Alexandre Luzhin has been playing chess for 9,263 days, four hours and five minutes. Now he's ready for bigger game: Natalia Katkov, daughter of Russian socialite Vera Katkov.

Natalia (Emily Watson) and her mother (Geraldine James) are staying in the posh Italian resort where Luzhin (John Turturro) has arrived to play for the chess championship. But Luzhin finds more to defend himself against there than a couple of bishops and rooks.

The Luzhin Defence is an artistic triumph from the minute the credits dissolve into action.

A train speeds into a tunnel. A hand writes notes on a small pad. A mostly brass band warms up at the train station. A hand opens a chessboard. The train belches black smoke as it pulls into the station. The band meets the train. But there's no one there to meet the band. Luzhin has slipped quietly into the resort, wearing a suit so rumpled it might have made the trip itself.

That gets The Luzhin Defence off to a quirky start.

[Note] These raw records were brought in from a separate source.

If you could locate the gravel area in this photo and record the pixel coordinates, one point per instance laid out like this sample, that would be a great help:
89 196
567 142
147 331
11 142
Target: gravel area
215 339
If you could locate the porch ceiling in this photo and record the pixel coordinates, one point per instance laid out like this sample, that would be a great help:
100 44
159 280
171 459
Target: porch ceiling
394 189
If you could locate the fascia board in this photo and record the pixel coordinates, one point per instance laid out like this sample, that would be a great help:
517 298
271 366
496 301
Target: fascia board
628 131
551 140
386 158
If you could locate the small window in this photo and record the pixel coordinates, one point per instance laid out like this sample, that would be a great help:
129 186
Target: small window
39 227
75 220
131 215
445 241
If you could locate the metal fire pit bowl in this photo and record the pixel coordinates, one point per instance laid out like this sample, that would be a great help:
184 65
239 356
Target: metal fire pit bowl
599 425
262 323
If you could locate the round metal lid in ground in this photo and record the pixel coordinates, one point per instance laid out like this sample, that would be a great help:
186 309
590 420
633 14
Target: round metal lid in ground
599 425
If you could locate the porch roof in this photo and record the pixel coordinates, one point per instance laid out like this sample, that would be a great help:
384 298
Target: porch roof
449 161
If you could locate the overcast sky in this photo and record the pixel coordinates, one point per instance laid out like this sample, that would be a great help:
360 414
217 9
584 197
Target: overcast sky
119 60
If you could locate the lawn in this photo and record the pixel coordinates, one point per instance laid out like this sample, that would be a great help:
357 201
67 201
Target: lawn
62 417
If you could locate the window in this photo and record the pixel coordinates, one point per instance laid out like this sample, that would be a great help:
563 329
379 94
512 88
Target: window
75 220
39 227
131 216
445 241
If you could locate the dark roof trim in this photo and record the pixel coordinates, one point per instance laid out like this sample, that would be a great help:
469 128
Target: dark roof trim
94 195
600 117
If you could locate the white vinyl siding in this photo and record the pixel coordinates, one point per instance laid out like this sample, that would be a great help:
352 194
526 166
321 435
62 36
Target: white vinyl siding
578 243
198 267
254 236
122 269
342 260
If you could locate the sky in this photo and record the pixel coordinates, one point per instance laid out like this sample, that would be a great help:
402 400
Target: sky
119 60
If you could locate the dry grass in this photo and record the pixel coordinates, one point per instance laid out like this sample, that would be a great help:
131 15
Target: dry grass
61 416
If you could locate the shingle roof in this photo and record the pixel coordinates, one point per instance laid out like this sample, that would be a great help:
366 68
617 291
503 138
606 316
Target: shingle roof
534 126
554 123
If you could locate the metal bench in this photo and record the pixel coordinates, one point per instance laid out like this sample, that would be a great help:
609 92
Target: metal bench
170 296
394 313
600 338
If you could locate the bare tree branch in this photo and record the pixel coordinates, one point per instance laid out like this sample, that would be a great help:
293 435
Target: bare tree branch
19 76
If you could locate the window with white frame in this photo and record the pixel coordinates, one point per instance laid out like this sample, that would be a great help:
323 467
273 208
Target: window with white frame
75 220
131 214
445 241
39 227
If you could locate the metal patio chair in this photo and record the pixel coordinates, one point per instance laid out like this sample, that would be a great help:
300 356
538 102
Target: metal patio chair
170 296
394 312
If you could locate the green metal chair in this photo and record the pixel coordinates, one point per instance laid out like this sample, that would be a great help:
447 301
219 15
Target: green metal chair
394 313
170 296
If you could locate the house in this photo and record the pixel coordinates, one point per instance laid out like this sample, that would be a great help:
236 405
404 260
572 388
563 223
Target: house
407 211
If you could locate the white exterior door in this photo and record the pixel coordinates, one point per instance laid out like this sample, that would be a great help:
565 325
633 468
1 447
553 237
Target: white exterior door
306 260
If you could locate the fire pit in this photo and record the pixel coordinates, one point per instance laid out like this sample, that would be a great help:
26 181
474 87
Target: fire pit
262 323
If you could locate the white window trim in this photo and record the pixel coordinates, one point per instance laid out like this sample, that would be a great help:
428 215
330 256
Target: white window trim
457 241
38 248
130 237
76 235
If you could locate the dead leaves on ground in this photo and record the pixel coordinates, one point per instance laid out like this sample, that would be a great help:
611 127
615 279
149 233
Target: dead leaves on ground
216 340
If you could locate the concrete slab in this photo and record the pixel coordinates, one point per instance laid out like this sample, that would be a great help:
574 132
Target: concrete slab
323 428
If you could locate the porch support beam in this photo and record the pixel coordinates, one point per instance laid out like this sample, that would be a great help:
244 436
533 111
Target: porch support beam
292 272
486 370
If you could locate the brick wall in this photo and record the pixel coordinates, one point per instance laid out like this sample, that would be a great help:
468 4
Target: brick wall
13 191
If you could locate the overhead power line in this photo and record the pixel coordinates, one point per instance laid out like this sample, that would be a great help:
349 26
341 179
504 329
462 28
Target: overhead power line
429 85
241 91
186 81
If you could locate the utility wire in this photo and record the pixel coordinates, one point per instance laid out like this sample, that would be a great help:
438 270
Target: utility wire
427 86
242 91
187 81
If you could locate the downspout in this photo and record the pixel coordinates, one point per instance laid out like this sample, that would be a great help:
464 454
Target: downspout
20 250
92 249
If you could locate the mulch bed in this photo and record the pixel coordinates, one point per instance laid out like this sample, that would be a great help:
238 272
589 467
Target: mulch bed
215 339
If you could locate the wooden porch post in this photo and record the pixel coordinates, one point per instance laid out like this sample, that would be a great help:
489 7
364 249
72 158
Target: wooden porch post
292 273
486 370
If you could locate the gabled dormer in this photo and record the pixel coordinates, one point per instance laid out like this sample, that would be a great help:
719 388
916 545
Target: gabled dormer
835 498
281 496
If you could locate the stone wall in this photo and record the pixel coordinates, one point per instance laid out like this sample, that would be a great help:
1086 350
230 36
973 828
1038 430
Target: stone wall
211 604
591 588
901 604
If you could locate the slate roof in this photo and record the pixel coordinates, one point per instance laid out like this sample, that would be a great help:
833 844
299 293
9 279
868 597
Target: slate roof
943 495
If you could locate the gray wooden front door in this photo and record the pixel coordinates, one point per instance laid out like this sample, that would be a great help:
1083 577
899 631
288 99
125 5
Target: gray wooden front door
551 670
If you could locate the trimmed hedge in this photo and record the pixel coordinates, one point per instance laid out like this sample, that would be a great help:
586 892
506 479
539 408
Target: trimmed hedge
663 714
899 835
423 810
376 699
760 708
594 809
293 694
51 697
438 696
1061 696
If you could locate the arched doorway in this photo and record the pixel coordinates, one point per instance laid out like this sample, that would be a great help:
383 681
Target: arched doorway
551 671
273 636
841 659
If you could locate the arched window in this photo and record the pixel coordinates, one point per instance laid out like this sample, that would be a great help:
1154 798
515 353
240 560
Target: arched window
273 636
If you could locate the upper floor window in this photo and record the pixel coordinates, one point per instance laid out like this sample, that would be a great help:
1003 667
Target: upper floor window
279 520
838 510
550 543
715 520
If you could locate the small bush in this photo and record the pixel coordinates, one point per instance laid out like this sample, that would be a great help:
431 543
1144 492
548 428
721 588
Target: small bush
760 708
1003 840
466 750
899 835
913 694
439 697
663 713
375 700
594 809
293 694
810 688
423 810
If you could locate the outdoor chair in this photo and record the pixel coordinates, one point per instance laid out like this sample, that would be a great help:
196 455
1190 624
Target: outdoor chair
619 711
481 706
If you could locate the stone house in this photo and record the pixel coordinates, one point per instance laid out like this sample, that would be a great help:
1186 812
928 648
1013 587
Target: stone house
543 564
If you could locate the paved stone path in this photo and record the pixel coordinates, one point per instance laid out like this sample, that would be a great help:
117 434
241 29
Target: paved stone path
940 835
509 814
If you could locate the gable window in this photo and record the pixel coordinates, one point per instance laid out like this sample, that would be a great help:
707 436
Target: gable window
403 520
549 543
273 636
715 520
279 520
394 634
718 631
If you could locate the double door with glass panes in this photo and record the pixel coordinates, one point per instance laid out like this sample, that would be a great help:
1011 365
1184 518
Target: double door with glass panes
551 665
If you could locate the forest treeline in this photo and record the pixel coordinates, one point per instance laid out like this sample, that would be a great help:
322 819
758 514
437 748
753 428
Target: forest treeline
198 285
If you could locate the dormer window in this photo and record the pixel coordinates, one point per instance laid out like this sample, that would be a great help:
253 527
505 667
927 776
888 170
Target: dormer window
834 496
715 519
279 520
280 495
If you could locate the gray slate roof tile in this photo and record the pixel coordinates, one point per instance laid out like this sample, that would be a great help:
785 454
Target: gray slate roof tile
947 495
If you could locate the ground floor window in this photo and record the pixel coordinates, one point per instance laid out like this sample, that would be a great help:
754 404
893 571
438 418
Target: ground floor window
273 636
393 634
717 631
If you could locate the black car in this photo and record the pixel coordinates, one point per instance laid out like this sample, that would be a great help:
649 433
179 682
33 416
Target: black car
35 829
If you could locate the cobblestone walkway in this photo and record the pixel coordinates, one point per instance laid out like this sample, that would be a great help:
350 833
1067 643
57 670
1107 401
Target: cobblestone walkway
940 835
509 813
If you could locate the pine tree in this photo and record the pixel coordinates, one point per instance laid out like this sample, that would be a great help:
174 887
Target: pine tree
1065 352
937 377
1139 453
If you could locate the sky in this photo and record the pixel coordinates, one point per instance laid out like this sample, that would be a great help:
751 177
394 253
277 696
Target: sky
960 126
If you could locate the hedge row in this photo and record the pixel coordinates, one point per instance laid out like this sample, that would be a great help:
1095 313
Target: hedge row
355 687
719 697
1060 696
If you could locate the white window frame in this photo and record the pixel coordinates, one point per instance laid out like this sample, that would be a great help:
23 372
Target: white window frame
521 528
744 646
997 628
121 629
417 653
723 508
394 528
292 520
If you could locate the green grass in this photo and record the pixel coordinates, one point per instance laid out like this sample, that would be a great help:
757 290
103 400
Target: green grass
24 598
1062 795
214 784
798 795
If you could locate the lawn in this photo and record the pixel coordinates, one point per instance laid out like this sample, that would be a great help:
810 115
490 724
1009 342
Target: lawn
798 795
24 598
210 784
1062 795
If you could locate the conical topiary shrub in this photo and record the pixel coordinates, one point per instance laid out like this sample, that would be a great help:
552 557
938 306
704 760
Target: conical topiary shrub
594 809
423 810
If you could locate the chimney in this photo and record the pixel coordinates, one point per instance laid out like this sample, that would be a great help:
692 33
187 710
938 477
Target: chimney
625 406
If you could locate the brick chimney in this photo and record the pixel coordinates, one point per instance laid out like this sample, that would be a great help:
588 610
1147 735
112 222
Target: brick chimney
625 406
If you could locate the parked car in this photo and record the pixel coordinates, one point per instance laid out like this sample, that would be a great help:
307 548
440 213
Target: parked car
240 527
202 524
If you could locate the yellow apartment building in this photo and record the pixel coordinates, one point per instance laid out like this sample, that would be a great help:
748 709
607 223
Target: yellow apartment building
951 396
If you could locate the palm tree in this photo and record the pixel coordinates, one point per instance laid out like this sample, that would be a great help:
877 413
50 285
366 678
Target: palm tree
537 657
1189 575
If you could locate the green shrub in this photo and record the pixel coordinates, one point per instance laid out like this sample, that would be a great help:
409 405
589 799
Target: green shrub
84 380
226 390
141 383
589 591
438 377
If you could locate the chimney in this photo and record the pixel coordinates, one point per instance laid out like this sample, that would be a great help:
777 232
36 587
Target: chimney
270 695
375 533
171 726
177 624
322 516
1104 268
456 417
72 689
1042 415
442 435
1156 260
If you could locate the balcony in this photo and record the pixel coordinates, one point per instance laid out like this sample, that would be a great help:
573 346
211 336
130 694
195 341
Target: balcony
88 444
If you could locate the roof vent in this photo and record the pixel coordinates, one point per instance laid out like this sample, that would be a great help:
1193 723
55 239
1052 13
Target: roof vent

The appearance of Turturro, one of Hollywood's chief quirks, as Luzhin only adds to the quirkiness. Luzhin's sudden proposal -- to a woman whose name he's neglected to ask -- clinches the deal.

But The Luzhin Defence is only one part quirky love story. It has a grim subtext as well, revealed in a series of flashbacks during which Luzhin recalls just how he, the child of a severely dysfunctional family, became a chess master.

The two worlds seem content to co-exist, at least until the arrival of Luzhin's former chess mentor, Valentinov (Stuart Wilson). The result is a collision of past and present that does more damage than most Italian military campaigns. That transforms The Luzhin Defence from a comedy of manners -- or lack thereof -- into a kind of compact epic, which is no surprise, given that it's based on a novel by Vladimir Nabokov, the Russian author best known for penning Lolita.

Like Professor Humbert Humbert in Lolita, Luzhin suffers from an obsession. But Luzhin's obsession is most dangerous to himself: If he doesn't stop playing chess, his doctors say, it will literally kill him.

As could not playing it.

The Luzhin Defence has just about everything you could ask for in a movie. It offers great roles to great performers, especially Watson, a woman who's mastered the art of being beautiful without being the least bit glamorous.

It has romance, tension, powerful images, sumptuous scenery, splendid acting, intriguing characters, a novel situation -- it has everything, you might say, but a satisfactory ending.

The sad fact is that while the images and acting remain powerful, the story they tell ultimately becomes both predictable and strained.

The last 10 minutes can't undo The Luzhin Defence. But neither do they wrap it up and send it home in style.

My advice: don't miss the first 100 minutes. The rest you can watch at your own risk.